今日は我が教室のピアノの発表会の日でした。
会場は例年と同じく、もと私たちが住んでいた埼玉県の和光市民文化センターで、考えてみればもう14回目となるのでした。
今日は、小学1年生から大学院生、社会人までさまざまな個性を聴きましたが、一人一人が比較的長い演奏時間を持つことができたと思います。
皆さん、本当にお疲れ様でした。まだまだこのあと本番が続く人もいるので頑張ってください。
話は変わりますが、ある曲のタイトルについて複数の方から質問を受けたのでここにメモしておきたいと思います。それは、プロコフィエフの「4つの小品」作品4の中の『悪魔的暗示』というタイトルの曲です。私が先日ブログに、このタイトルは誤訳だと書いたことで、では本当のタイトルはどんな意味なのか?、ということを当然知りたいという熱心な読者が複数いました。メールでも訊かれたし、今日は熱心な社会人ピアニスト氏に訊かれました。確かにインパクトの強い曲だし、名曲でもあると思うので気になってしまうかもしれません。
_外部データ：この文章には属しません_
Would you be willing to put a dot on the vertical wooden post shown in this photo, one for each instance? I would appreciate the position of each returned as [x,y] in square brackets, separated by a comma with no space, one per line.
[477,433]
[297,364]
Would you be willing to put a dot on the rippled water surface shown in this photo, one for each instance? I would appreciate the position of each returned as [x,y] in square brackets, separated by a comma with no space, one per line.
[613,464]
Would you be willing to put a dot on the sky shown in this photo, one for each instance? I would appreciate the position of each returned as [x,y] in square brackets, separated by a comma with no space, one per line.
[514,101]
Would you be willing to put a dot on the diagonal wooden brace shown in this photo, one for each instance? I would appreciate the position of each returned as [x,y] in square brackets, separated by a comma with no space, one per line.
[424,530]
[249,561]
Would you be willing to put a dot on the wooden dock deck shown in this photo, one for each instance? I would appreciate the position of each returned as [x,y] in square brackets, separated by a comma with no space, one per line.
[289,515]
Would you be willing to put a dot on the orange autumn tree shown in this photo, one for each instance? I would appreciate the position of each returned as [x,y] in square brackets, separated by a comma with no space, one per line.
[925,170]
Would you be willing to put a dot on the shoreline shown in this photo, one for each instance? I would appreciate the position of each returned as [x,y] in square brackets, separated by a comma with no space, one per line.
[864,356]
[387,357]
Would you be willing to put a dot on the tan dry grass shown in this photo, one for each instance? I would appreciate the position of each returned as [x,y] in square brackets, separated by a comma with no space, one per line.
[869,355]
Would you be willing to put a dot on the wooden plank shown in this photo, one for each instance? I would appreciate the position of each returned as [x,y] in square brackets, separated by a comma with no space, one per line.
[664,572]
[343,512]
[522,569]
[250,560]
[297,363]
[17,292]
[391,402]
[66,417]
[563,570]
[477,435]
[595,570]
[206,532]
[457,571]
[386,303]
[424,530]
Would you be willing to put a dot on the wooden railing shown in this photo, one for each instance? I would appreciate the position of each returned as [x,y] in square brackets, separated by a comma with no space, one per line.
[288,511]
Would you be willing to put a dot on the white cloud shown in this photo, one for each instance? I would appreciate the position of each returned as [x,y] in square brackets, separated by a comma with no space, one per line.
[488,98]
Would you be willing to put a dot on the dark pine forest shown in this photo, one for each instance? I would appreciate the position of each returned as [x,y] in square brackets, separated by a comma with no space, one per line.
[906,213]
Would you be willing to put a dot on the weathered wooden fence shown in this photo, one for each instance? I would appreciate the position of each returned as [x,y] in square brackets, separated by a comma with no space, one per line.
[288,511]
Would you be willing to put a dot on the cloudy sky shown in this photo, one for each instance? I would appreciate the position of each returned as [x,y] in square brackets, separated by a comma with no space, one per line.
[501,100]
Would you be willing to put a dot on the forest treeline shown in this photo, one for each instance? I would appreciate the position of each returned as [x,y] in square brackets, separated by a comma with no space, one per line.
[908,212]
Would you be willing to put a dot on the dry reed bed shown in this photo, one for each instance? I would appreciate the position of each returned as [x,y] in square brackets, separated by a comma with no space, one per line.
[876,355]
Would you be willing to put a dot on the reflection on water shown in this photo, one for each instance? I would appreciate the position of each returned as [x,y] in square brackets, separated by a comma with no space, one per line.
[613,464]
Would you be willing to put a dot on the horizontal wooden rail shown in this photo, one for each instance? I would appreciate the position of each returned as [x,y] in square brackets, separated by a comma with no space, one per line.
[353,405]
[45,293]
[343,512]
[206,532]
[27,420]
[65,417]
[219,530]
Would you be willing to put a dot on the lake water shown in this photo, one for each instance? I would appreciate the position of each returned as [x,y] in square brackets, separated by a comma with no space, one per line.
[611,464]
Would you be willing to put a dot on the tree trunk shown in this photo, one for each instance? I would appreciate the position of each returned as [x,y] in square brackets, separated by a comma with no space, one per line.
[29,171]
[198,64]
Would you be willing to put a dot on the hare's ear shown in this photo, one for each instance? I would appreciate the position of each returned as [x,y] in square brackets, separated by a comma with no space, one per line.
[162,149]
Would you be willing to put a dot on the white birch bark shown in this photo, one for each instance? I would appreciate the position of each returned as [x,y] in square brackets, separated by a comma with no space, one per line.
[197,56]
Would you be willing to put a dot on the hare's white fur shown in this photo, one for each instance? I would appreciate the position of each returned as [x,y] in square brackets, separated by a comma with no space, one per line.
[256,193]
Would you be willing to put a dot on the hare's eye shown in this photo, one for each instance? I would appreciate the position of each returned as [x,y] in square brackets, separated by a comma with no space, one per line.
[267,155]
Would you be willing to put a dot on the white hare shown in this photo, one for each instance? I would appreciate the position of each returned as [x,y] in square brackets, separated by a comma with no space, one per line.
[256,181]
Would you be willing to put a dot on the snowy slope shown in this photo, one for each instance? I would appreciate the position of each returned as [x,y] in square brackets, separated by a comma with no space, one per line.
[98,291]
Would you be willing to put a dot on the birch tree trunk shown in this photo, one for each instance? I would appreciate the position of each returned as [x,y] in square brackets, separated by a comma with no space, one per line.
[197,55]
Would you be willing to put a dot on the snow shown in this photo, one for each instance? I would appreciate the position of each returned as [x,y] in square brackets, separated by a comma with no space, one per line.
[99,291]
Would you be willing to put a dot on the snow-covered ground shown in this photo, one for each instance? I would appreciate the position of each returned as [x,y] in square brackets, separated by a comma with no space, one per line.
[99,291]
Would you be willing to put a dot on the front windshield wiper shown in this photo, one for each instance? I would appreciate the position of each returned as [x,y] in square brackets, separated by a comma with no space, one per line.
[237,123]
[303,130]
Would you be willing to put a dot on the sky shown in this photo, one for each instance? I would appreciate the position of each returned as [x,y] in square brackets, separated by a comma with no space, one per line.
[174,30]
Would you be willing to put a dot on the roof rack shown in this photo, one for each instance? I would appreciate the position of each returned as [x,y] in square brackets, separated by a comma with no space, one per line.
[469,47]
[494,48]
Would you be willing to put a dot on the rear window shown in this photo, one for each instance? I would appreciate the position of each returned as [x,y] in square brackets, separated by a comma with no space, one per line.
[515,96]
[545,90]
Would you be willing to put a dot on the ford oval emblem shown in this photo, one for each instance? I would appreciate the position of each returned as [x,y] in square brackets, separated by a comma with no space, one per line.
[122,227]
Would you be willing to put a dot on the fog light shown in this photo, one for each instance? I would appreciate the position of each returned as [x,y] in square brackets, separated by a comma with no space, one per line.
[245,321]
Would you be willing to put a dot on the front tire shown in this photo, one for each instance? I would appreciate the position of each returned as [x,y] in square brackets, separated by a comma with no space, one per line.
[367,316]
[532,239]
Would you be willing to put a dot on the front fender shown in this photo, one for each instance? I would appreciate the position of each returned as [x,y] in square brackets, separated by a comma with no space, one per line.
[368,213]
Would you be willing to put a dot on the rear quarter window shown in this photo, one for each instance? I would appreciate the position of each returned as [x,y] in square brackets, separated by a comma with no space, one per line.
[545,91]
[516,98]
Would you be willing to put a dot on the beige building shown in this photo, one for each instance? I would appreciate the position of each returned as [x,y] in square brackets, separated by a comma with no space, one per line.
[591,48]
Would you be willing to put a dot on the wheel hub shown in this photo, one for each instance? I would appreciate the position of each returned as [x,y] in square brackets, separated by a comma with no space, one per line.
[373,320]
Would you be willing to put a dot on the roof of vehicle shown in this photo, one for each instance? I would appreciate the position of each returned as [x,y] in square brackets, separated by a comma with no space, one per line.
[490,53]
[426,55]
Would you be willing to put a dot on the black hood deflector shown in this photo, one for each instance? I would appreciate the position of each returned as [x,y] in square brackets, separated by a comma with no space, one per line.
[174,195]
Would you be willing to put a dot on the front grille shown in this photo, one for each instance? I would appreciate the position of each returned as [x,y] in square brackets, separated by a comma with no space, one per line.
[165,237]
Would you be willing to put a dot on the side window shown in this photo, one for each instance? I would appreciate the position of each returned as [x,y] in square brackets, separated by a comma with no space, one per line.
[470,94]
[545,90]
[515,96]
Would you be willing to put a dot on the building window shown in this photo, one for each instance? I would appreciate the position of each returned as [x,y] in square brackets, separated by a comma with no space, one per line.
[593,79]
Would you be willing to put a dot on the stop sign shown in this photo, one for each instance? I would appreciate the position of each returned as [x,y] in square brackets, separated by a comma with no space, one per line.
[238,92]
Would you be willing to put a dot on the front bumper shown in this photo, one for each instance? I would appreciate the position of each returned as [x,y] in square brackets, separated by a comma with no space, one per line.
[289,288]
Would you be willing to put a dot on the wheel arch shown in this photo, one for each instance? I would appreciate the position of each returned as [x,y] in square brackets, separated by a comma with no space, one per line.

ロシア語では、”наваждение”(ナヴァジデーニェ)というタイトルで、英語では”obsession”に当たるでしょう。私が持っているいくつかの露英辞書の中には”delusion”の訳もありますが、意味は本来「妄想などに取りつかれること」「妄念」という感じ。ロシア語からの和訳では、確かに「魔の誘い」「(魔のたくらみによる)幻惑」などという訳も書いてあることはあるのですが、結局「何か(“悪いもの”というニュアンス)に取り憑かれている状態」を意味する語です。これが、英語で”Diabolic suggestion”となってしまい(フランス語訳の”Suggestion diabolique”から来た可能性大)、日本語で「悪魔的暗示」になってしまいました。
でも、意外にこの訳はけっこうインパクトあって引き込まれる感じがあるので、良かったのかもしれません。この曲が有名になるきっかけになったとも言える可能性があります。
私が子供の頃、あるロシア人ピアニストがテレビに出ていて、アンコールにこの曲を弾いたのですが、テロップに出たこの不思議なタイトルを見て「何だろう??」と目が釘付けになって、音楽に完全に引きずり込まれ、強烈な印象を持ったのを覚えています。そして二度とこの曲を忘れることはなかったのも事実。タイトルの威力は大きいのです。ちなみに個人的には、この曲かなり好きです。
曲のタイトルの誤訳が最近の研究でわかってきたというケースはいくつもあります。
ピアノ曲で知られている有名なものとしては、リストの超絶技巧練習曲で長年親しまれてきた「雪かき」のタイトルは「雪嵐(ゆきあらし)」。また、エチュードの「森のささやき」も「森のざわめき」のほうが正しいとされました。どちらもフランス語とドイツ語に深く通じていなかった人が訳してしまったのだろうと考えられています。でも、今頃になってそんなことに気がついても、日本語の語感がまったく変わってしまうのでもう誰にも変えられないのが現状ですが…。
ところで、上にロシア語の文字も使って書いてしまいましたが、どのブラウザでもちゃんと正しく見れるのだろうか??